An open letter to Maria Popova: affiliate ads and morality - flyingyeti
http://on-advertising.tumblr.com/post/42994773187/maria-popova-have-you-made-1m-on-affiliate-ads-while
======
flocial
Footer probably added after article:

"Brain Pickings participates in the Amazon Services LLC Associates Program, an
affiliate advertising program designed to provide a means for sites to earn
commissions by linking to Amazon. In more human terms, this means that
whenever you buy a book on Amazon from a link on here, I get a small
percentage of its price. That helps support Brain Pickings by offsetting a
fraction of what it takes to maintain the site, and is very much appreciated."

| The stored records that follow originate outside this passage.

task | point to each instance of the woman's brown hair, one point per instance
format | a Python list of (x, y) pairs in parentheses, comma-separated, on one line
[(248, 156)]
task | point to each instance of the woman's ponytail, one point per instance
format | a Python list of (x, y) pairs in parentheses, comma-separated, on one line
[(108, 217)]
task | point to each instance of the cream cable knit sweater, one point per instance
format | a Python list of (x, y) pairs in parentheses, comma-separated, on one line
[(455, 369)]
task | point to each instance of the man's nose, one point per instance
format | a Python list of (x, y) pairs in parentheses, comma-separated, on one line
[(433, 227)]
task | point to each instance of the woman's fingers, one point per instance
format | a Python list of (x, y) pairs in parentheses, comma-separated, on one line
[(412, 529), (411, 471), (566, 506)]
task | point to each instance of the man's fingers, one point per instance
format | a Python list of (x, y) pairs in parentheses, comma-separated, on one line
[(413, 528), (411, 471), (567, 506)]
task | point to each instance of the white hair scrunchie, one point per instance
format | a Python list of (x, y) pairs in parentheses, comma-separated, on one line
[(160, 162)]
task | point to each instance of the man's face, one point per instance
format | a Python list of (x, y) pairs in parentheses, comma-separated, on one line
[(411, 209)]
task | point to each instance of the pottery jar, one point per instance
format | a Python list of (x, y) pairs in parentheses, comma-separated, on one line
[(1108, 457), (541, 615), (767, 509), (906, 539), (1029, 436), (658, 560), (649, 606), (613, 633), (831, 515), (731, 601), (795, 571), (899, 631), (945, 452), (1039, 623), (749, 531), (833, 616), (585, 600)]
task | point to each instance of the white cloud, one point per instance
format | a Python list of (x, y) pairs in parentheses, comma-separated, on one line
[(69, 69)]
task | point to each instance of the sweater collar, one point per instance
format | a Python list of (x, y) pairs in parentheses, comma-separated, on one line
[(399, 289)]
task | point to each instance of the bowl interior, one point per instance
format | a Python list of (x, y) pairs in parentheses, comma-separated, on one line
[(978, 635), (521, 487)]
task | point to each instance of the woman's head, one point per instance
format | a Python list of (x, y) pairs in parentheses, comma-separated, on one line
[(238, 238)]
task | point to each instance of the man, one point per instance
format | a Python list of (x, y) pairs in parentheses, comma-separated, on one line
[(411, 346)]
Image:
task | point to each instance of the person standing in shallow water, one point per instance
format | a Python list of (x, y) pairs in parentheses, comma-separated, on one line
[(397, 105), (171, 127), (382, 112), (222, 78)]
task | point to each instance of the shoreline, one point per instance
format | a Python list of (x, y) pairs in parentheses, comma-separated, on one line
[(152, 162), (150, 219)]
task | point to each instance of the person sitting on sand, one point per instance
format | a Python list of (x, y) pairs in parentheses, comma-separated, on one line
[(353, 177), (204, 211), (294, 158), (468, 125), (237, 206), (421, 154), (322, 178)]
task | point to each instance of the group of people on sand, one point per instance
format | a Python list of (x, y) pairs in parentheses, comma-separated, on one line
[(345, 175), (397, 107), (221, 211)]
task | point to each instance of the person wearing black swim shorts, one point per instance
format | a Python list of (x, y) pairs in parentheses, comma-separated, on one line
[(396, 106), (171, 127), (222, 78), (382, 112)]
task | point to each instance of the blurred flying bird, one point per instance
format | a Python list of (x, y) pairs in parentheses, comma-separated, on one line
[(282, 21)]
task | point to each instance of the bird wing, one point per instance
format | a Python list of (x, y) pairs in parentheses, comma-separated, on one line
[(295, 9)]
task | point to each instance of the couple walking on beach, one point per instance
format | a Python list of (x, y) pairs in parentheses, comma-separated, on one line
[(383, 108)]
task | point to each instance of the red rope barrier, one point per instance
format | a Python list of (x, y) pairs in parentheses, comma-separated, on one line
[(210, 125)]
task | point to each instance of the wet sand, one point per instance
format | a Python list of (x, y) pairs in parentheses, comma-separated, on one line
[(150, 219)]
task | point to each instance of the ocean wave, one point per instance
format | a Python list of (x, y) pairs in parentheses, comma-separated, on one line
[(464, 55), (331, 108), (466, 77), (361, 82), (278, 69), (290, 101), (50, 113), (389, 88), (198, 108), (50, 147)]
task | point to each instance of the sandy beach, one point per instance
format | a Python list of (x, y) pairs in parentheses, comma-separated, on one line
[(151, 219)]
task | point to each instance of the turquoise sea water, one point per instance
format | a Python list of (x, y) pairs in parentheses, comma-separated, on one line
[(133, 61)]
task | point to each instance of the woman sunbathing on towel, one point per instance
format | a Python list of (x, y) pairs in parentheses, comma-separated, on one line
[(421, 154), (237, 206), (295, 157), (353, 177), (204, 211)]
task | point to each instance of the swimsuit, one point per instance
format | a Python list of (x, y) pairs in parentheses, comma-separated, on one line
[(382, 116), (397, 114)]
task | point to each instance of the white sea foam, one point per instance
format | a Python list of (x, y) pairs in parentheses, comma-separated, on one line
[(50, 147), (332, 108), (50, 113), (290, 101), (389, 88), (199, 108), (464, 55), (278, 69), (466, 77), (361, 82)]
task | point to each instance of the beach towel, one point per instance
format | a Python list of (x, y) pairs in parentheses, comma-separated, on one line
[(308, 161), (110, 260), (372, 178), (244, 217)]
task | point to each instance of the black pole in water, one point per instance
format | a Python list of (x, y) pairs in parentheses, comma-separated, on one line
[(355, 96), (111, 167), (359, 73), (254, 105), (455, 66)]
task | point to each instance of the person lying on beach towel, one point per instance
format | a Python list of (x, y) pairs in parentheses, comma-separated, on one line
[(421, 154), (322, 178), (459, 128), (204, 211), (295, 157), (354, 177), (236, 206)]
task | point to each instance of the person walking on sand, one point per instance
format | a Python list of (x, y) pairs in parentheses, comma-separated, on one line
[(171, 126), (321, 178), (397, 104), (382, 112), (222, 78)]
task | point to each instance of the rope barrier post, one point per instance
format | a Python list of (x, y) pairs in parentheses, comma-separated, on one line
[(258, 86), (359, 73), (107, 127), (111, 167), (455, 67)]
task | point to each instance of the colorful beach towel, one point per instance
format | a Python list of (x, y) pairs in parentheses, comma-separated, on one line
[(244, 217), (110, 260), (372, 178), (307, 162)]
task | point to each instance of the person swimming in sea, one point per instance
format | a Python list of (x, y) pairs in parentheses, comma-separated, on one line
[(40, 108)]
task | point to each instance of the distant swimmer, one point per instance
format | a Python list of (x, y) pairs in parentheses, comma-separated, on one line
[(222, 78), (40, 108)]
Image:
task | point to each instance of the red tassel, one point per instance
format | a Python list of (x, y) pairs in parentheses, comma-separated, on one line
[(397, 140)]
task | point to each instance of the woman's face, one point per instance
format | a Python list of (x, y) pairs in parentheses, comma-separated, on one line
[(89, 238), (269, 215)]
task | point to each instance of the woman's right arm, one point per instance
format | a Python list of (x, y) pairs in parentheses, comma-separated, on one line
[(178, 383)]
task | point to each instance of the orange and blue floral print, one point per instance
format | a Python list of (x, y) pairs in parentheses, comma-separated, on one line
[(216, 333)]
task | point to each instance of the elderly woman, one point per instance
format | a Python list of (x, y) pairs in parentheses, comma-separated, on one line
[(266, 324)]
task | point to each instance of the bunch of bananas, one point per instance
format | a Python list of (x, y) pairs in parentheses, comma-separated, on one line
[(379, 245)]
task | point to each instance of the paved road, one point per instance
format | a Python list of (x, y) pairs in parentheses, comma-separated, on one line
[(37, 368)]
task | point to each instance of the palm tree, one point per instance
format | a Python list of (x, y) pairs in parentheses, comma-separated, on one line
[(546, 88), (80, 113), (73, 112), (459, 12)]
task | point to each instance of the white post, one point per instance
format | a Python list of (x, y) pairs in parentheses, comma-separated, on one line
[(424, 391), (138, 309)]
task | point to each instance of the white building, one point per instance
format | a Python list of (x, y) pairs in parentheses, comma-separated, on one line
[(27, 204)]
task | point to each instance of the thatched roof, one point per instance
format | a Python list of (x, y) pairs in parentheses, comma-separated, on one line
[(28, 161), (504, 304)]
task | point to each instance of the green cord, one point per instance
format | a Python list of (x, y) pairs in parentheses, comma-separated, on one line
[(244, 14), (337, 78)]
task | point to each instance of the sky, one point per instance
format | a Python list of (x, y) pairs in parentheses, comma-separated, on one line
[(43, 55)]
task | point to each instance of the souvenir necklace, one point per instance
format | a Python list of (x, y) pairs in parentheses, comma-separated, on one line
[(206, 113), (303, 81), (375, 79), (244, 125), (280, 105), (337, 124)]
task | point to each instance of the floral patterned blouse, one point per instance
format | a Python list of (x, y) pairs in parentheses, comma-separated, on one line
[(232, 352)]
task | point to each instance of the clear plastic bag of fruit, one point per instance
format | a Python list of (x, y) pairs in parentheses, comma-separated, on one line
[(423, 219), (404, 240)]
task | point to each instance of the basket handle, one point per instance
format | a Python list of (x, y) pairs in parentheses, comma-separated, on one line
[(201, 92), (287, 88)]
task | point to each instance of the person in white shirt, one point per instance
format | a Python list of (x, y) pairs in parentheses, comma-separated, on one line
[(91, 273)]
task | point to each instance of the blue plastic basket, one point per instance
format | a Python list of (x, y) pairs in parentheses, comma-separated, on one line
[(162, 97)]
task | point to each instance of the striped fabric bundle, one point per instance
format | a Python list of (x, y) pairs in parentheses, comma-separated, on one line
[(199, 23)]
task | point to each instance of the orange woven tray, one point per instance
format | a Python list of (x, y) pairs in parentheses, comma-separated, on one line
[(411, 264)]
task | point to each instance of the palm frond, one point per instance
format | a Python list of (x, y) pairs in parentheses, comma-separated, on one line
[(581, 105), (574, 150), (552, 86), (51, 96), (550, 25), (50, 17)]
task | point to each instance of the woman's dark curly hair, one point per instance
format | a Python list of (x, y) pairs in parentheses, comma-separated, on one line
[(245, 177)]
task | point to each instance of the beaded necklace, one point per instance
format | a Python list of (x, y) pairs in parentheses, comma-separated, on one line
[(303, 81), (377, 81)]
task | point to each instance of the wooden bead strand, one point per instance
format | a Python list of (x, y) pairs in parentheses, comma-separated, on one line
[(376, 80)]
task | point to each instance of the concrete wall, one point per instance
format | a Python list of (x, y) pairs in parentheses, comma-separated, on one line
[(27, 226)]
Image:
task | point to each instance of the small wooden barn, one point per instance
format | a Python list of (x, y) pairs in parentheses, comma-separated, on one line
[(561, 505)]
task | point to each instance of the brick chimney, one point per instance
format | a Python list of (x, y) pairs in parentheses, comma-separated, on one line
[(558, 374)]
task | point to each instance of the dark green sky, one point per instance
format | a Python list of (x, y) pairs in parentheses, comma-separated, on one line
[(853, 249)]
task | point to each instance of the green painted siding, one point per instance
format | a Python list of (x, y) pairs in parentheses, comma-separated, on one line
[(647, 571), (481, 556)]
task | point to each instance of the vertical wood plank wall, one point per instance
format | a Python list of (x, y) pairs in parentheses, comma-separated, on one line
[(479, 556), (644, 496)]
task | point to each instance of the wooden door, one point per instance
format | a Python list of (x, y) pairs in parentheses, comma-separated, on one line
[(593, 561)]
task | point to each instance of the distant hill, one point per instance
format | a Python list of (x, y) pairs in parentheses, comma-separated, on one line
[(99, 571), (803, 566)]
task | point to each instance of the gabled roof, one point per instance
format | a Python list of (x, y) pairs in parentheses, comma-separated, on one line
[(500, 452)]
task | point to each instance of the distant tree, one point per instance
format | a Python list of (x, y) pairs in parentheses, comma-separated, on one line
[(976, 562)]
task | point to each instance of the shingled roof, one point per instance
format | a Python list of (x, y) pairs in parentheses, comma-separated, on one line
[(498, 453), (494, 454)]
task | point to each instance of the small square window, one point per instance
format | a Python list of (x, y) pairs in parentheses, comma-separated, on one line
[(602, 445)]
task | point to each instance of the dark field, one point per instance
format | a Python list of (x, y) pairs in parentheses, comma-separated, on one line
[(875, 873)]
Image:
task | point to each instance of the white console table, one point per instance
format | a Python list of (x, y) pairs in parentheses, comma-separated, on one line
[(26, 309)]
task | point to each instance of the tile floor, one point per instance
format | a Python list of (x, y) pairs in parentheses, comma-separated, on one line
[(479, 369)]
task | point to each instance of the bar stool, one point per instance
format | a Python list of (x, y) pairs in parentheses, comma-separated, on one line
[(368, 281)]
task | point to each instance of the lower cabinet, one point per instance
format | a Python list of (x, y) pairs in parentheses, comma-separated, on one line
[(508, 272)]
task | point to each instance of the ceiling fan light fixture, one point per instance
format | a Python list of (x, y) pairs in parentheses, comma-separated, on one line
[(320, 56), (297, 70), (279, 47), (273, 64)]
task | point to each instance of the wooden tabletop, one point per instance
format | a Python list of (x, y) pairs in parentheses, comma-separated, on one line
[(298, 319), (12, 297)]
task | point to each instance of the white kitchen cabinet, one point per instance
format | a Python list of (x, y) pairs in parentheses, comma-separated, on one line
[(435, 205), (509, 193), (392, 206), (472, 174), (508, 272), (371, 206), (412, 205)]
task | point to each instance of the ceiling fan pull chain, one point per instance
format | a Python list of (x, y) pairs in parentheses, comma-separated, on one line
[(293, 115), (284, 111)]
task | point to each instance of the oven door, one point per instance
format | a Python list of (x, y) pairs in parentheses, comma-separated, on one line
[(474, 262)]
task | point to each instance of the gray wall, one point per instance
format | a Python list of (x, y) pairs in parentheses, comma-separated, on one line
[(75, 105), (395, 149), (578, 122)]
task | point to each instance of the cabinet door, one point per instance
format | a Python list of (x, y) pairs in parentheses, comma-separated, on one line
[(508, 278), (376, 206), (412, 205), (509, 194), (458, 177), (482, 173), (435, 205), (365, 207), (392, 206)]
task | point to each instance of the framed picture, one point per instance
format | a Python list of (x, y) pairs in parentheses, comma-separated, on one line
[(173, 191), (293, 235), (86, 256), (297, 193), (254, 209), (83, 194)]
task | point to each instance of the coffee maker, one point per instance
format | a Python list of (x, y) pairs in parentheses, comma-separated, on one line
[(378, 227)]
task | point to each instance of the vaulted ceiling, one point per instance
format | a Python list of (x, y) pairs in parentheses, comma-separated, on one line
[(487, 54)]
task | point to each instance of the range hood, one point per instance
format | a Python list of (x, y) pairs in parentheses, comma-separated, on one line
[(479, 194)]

However, the language is probably still deceptive if the author's back of the
envelope calculations are even in the general ballpark, since the site could
probably be hosted very cheaply.

It certainly raises an interesting question about ethics and journalistic
standards when the publisher is also the editor and writer. In this case, not
only is the site making more money from affiliate links than alluded but also
tracking user preferences by proxy which is used to upsell more affiliate
links.

------
josh2600
It's hard to wade into the middle of this. Blissful ignorance only goes so
far; if there are Amazon ad links and they're in every article they're there
because they generate money. You can be blissfully ignorant all you want until
your bank account starts lighting up and you start spending it.

I don't have a problem with people making money from their writing, but it's
one thing to decry the foul nature of journalism while simultaneously filling
your articles with Affiliate links.

What a weird situation, after reading that I feel very distanced from the
whole situation. It just doesn't sit well.